Dall’8 maggio blocco ad oltranza delle ricariche sotto i dieci euro

 

 

“Dopo tre riuscitissimi giorni di sciopero delle ricariche telefoniche – ha dichiarato Giovanni Risso, Presidente Nazionale FIT – è ora il momento delle blocco della vendita delle ricariche di piccolo taglio”.

Continua così decisa l’azione di protesta della FIT, Federazione Italiana Tabaccai, nei confronti dei gestori della telefonia mobile per ottenere un aumento dei margini spettanti alle tabaccherie per la vendita delle ricariche dei cellulari.

Dopo tre giorni di sospensione dalla vendita di ricariche, che ha visto l’adesione dell’80% dei tabaccai italiani, il Comitato Esecutivo FIT ha deliberato una nuova forma di protesta: il blocco sine die delle vendite delle ricariche di valore inferiore ai dieci euro, sia in modalità “on line” che scratch.
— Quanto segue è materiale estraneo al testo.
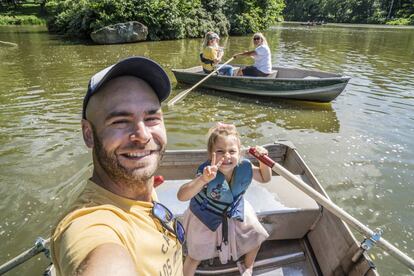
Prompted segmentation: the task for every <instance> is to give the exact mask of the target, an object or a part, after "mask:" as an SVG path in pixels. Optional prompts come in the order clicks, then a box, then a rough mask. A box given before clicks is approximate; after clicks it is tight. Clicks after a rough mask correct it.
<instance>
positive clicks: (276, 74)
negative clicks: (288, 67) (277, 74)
mask: <svg viewBox="0 0 414 276" xmlns="http://www.w3.org/2000/svg"><path fill="white" fill-rule="evenodd" d="M276 76H277V70H272V73H270V74H269V75H268V76H267V78H270V79H275V78H276Z"/></svg>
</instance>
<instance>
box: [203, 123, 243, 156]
mask: <svg viewBox="0 0 414 276" xmlns="http://www.w3.org/2000/svg"><path fill="white" fill-rule="evenodd" d="M227 136H234V137H235V138H236V141H237V146H238V147H239V149H240V148H241V141H240V135H239V132H237V129H236V126H235V125H233V124H224V123H217V124H216V125H215V126H213V127H212V128H210V130H209V131H208V133H207V137H208V138H207V151H208V154H209V156H211V154H212V153H213V146H214V144H215V143H216V142H217V139H218V138H219V137H227Z"/></svg>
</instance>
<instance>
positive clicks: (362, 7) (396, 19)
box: [284, 0, 414, 25]
mask: <svg viewBox="0 0 414 276" xmlns="http://www.w3.org/2000/svg"><path fill="white" fill-rule="evenodd" d="M285 1H286V9H285V11H284V16H285V19H287V20H292V21H313V20H316V21H321V20H324V21H327V22H343V23H385V22H387V21H389V22H392V23H391V24H413V25H414V23H413V20H412V19H411V18H414V16H413V15H414V2H413V0H399V1H397V0H347V1H342V0H285Z"/></svg>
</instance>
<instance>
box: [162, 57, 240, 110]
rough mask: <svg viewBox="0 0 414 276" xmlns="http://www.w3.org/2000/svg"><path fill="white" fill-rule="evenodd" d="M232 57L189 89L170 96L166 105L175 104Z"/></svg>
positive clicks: (213, 70) (196, 86) (207, 78)
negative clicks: (179, 93)
mask: <svg viewBox="0 0 414 276" xmlns="http://www.w3.org/2000/svg"><path fill="white" fill-rule="evenodd" d="M233 59H234V57H232V58H230V59H229V60H228V61H226V62H225V63H223V64H222V65H220V66H219V67H217V68H216V69H214V70H213V72H211V73H210V74H208V75H207V76H205V77H204V78H203V79H202V80H201V81H199V82H197V83H196V84H194V85H193V87H191V88H190V89H187V90H184V91H183V92H181V93H180V94H178V95H177V96H175V97H174V98H172V99H171V100H170V101H169V102H168V103H167V105H168V106H173V105H174V104H176V103H177V102H179V101H180V100H182V99H184V97H185V96H187V94H188V93H190V92H191V91H192V90H193V89H194V88H196V87H197V86H199V85H200V84H202V83H203V82H204V81H205V80H206V79H208V78H209V77H211V76H212V75H213V74H214V73H216V72H217V71H218V70H220V69H221V67H223V66H224V65H226V64H227V63H229V62H231V61H232V60H233Z"/></svg>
“Ci spiace arrecare fastidio ai nostri clienti – ha continuato Risso – ma è impensabile chiedere alla categoria, che ci ha assicurato il suo pieno appoggio, di continuare a svolgere un servizio così capillare ed efficiente per avere un ricavo di pochi centesimi. E’ un’elemosina, non un margine commerciale!”.

Il blocco, che scatterà dal prossimo 8 maggio, questa volta sarà ad oltranza, in attesa della convocazione del tavolo delle trattative con le società telefoniche da parte del Governo.